Some of the family’s farm roots were the subject of a recent post, and these paragraphs will try to capture how planting seedling trees on fallow ground led to the naming of Bluecircle Farm.
For ten of thousands of years trees grew here. Between 1864 and 1887 a local papermill and other uses for the virgin oak, tulip, and walnut stands led to clear-cutting and initial cultivation of the hilltop. A successful apple orchard planted by Sebastian Smith survived for about 80 years, although the land was owned by a Chicago banker in the 1920s. Around 1970 the orchard was replaced by vegetables cultivated by the Israel and Marion Dixon family who also owned farmland a mile to the east. Following Mrs. Dixon’s death in 1987 only scrub honeylocust, cottonwood, stunted maple groves, groundhogs, snakes and mice survived periodic mowings of the field by its new owners.
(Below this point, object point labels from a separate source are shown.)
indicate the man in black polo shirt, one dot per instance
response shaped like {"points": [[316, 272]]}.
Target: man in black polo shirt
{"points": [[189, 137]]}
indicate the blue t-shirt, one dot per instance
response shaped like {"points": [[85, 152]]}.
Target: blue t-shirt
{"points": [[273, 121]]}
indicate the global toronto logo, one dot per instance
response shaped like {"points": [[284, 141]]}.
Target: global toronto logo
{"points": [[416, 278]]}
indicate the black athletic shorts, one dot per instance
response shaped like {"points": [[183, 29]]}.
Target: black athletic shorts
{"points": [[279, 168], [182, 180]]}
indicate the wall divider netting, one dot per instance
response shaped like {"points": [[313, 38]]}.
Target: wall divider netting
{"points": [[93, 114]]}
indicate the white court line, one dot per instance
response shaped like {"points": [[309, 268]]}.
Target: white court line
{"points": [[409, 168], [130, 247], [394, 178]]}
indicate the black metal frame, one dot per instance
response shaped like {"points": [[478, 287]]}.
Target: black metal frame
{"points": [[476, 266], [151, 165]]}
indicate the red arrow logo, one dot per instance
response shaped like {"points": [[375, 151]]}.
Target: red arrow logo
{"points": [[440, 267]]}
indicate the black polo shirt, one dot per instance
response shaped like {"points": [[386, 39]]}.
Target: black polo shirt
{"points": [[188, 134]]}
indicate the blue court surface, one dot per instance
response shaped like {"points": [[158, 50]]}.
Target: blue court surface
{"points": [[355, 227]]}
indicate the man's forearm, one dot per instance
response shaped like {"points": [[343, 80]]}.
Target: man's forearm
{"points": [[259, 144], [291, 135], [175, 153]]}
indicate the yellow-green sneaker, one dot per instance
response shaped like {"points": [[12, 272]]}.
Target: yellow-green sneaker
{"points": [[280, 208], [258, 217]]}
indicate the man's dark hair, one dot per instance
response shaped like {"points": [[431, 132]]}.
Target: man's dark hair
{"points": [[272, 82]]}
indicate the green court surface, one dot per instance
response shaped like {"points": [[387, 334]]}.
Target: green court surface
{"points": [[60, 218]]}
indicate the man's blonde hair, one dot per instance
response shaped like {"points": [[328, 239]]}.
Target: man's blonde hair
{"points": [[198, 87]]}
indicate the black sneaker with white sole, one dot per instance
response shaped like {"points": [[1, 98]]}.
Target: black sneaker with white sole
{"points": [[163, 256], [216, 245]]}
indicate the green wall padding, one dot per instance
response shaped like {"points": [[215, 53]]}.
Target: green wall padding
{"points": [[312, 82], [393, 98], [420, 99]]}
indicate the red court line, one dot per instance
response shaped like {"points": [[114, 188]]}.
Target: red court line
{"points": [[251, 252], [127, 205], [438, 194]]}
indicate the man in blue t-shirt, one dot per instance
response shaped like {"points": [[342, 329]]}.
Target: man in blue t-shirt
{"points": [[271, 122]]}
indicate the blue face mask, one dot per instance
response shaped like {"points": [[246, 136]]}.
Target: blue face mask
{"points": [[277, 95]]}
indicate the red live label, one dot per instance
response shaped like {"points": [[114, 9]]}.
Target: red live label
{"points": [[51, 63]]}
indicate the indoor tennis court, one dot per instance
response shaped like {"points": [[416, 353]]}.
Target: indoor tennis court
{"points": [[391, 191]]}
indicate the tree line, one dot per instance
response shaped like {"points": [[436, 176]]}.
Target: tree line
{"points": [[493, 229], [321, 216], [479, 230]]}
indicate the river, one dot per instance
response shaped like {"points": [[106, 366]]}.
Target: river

A last rough tearing, cutting and burning of high piles of brush and trees in mid-summer 2010 prompted our purchase of the farm. In a song written during the VietNam War, Harry Chapin speaks of the cycle of living and rebirth :
All my life’s a circle;
Sunrise and sundown;
Moon rolls thru the nighttime;
Till the daybreak comes around.
All my life’s a circle;
But I can’t tell you why;
Season’s spinning round again;
The years keep rollin’ by.
It seems like I’ve been here before;
I can’t remember when;
But I have this funny feeling;
That we’ll all be together again.
No straight lines make up my life;
And all my roads have bends;
There’s no clear-cut beginnings;
And so far no dead-ends.
Chorus:
I found you a thousand times;
I guess you done the same;
But then we lose each other;
It’s like a children’s game;
As I find you here again;
A thought runs through my mind;
Our love is like a circle;
Let’s go ’round one more time.
As in our lives, time and the changing seasons impose a predicable circle of life and rebirth on the land. The opportunity to plant again on ground once home to native trees, and to so restore both a family heritage and a small part of the dignity of the place is a gift. It is an opportunity to celebrate and live in a Bluecircle between the adjacent lake and clear autumn sky.